Flüchtlingsbetreuung

20.02.2018 15:10

Republik zahlte 182 Millionen an private Firma

2015 setzte der große Flüchtlingsstrom nach Europa ein. Um die vielen Menschen unterbringen zu können, schufen Bund und Länder viele Quartiere. Die komplette Betreuung lagerte das Innenministerium an die private Sicherheitsfirma ORS aus – die ordentlich abkassierte, wie jetzt bekannt wurde.

Die vom Innenministerium 2011 beauftragte Schweizer Firma ORS (Organisation für Regie und Spezialaufträge) betreut große Unterkünfte wie in Traiskirchen, Thalham oder auch im Hotel Kobenzl in Salzburg.
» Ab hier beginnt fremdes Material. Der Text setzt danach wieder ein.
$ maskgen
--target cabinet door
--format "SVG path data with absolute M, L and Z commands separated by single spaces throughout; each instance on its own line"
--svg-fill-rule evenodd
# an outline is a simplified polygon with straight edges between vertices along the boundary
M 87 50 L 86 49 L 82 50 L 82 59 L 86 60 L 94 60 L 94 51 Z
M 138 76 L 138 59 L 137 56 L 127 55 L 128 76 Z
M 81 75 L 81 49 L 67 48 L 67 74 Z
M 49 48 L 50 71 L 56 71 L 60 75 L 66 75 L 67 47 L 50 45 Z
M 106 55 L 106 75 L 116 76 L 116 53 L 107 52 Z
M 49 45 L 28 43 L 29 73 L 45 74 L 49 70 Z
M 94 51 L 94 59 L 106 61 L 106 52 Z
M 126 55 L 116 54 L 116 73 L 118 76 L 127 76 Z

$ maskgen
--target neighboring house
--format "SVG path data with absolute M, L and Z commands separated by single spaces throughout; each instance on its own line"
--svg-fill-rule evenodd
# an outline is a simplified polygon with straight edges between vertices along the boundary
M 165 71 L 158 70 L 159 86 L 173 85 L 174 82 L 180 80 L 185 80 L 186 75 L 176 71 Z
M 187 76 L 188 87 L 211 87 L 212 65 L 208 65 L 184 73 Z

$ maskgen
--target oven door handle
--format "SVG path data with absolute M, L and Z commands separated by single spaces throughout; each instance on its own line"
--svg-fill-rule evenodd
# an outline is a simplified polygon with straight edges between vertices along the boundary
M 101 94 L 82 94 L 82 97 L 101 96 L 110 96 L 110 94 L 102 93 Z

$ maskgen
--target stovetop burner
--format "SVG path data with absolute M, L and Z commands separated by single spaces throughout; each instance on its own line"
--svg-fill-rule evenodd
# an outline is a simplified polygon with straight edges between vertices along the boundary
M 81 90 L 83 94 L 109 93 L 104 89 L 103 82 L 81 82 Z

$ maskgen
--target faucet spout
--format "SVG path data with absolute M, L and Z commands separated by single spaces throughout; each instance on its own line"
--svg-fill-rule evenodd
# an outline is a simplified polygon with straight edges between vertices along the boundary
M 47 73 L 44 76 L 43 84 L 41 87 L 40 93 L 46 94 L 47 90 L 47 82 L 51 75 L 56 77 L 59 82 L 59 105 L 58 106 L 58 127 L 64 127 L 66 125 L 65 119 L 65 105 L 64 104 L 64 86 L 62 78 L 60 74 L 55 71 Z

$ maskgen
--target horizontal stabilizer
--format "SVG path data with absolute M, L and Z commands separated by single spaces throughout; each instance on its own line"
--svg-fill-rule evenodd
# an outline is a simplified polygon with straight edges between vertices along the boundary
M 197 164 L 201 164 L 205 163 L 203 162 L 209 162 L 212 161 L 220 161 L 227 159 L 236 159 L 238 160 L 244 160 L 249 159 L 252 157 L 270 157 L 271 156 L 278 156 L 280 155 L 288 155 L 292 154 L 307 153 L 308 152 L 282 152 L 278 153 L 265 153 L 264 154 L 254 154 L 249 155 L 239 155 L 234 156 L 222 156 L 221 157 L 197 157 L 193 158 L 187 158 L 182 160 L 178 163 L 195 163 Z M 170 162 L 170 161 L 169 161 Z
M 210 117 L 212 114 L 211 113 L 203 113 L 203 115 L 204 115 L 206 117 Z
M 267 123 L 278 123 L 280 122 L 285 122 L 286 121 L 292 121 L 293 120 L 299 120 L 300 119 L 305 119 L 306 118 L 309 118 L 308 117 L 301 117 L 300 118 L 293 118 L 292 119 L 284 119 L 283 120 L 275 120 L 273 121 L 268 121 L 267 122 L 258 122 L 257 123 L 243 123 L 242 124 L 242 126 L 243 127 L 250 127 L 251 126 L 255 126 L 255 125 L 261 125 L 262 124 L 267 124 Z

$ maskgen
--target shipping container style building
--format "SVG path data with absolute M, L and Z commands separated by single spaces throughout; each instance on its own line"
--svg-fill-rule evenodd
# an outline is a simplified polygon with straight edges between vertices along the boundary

Wie aus einer Anfragebeantwortung im Parlament hervorgeht, zahlte der Bund zwischen 2015 und 2017 rund 182 Millionen Euro an ORS, wo das Geld für Unterbringung, Verpflegung, Beratung und Transporte von Flüchtlingen in Bundesbetreuungsstellen eingesetzt wird. Auch 2014 fuhr ORS einen Millionengewinn ein.

Innenministerium will Kosten sparen
Zu viel Geld, wie die ÖVP-FPÖ-Bundesregierung findet: Aus dem Innenministerium heißt es nun, es werde überlegt, die Betreuung wieder selbst in die Hand zu nehmen – vor allem um Kosten zu sparen und nicht mehr an ein Unternehmen auszulagern, das auf Gewinn aus ist. Wie das aussehen kann, ist noch unklar. Im Regierungsprogramm ist jedenfalls ein entsprechender Passus vorgesehen, heißen könnte die Betreuung für Asylwerber und Flüchtlinge dann Bundesagentur für Betreuungs- und Unterstützungsleistungen.

Auch die Rechercheplattform "Addendum" berichtet von einer bevorstehenden Trennung von ORS. Dem Bericht zufolge soll noch bis zum Sommer ein entsprechender Gesetzesentwurf ausgearbeitet werden, eine Kündigung des Vertrages soll demnach bis Herbst erfolgen. Grund für die - angeblich bereits in der Zeit vor dem Amtsantritt von Innenminister Herbert Kickl (FPÖ) eingeläutete - Abkehr von ORS soll eine Neuausrichtung der in der Schweiz ansässigen Muttergesellschaft sein.

Die ORS ist eine österreichische Tochtergesellschaft der Schweizer Betreiberfirma. Die Organisation der Flüchtlingsbetreuung in Österreich durch derartige Unternehmen geht auf die Zeit von ÖVP-Innenminister Ernst Strasser zurück.